I was most impressed with one story I heard at the Smart Cities Connect confab in Austin. It brought to mind Walt Disney’s Fantasia and Mickey Mouse as the Sorcerer’s Apprentice. For those of you who remember the cute little rodent who worked for the Sorcerer. The boss left him in charge, and who could resist putting on that pointy hat and picking up the magic wand.

Mickey was supposed to carry water but he found that with a few ‘waves’ of the wand, he could get the broom to carry the water without him having to break into a sweat. Of course all hell breaks loose as the brooms bring more and more water and begin to flood the castle. Mickey can’t stop the onslaught, and is swept up in the tsunami.
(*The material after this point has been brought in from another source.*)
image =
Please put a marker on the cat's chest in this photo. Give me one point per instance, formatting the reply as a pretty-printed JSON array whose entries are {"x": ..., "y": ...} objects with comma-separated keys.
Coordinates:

The Sorcerer arrives in the nick of time and saves the day and a chastened mouse goes back to what he does best.

Oh yes, the story. It seems that an electricity supplier for a major city in the Northeast had a data collection operation going on. When it began a couple of decades ago, they were collecting a gigabyte of data a year. Time passed and they began to install sensors throughout their network. Today they collect a gigabyte every thirty minutes.

Is it possible to be able to actually use that nearly 18 terabytes of raw data? Who is the sorcerer and what kind of magic wand is going to be used?  And keep in mind that the data equaling 18 terabytes was from the electric company alone. What happens when you add in streets, trash collection, lights, traffic signals, police, fire, CCTV cameras, and the rest.
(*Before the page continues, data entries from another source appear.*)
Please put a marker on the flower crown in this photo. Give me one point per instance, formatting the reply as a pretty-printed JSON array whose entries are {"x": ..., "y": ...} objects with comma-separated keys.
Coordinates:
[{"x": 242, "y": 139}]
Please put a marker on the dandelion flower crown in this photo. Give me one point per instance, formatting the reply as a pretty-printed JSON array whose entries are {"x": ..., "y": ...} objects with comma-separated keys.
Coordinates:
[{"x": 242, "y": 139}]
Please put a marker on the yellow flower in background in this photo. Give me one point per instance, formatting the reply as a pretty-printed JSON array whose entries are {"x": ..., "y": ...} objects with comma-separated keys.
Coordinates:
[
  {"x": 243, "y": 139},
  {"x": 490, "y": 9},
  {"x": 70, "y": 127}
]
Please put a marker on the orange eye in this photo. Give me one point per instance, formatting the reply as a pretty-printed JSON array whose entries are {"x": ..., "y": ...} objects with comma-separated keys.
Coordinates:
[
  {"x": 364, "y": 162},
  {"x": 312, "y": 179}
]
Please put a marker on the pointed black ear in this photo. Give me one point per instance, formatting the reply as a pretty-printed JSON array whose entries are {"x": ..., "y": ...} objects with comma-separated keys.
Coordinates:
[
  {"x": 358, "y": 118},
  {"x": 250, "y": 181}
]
It seems to me that the collection of the data is the easy part. The big job is the processing of the data into something usable.  To do that you first have to know what your goal is, and how the data will help you reach it. Then you can perhaps process the data in such a way that it makes sense.
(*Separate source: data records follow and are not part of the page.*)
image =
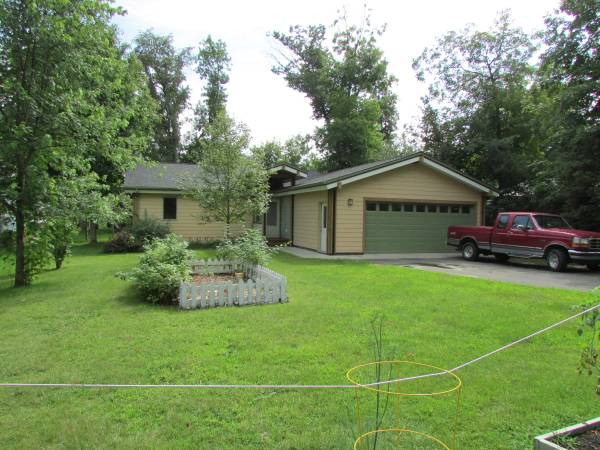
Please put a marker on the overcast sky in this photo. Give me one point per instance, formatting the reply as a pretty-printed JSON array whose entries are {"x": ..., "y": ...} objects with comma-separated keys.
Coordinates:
[{"x": 261, "y": 99}]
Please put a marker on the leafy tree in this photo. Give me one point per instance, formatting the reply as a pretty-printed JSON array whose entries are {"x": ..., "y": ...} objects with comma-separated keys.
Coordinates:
[
  {"x": 477, "y": 114},
  {"x": 213, "y": 66},
  {"x": 347, "y": 84},
  {"x": 230, "y": 187},
  {"x": 296, "y": 151},
  {"x": 68, "y": 97},
  {"x": 164, "y": 66},
  {"x": 569, "y": 79}
]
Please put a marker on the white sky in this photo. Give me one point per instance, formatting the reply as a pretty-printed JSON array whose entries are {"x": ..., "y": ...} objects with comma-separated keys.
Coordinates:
[{"x": 261, "y": 99}]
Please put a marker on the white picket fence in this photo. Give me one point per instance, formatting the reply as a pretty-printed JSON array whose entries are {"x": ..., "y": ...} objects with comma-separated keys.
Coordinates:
[{"x": 263, "y": 287}]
The parking folks know about what they need for parking, the water and power folks know what they need, as to the street, police, fire, and trash departments. Who knows enough to pull all that data together and make sense from it?

I”m not saying it can’t be done. I just think that this is where the focus needs to be.

JVH

Picture of John Van Horn

John Van Horn

One Response

  1. Nice point, John! As a data scientist, I’d say yes and no to your assessment. On the one hand, you are absolutely right that processing this amount of data expeditiously and insightfully is close to impossible because the data is constantly updating. Google server farms is the first that comes to mind but developing productive algorithms would require first to understand the value of all data in its entirety – and that’s very complex for a human being. So, even most complicated algorithms would still be limited by what humans can digest and aggregate (machine learning offers some paths to scale but that’s more dangerous than beneficial given some recent examples).

    On the other hand, most of what we currently do to answer social science questions with available evidence is look at administrative data – that is, data that was not collected for the purpose of answering that specific question (of course, there are other data types but admin data is most interesting from this perspective). Surveys are very expensive and if we can utilize administrative data and link it to other datasets – we significantly enrich our understanding of social, economic and mobility phenomena.

    So, yes and no: we might never be able to meaningfully analyze 18 terabytes of vaguely structured data (and growing) but we might well find interesting data points in all this jungle that would answer our most pressing questions. As such, the data is more of an enabler rather than a direct answer to those questions.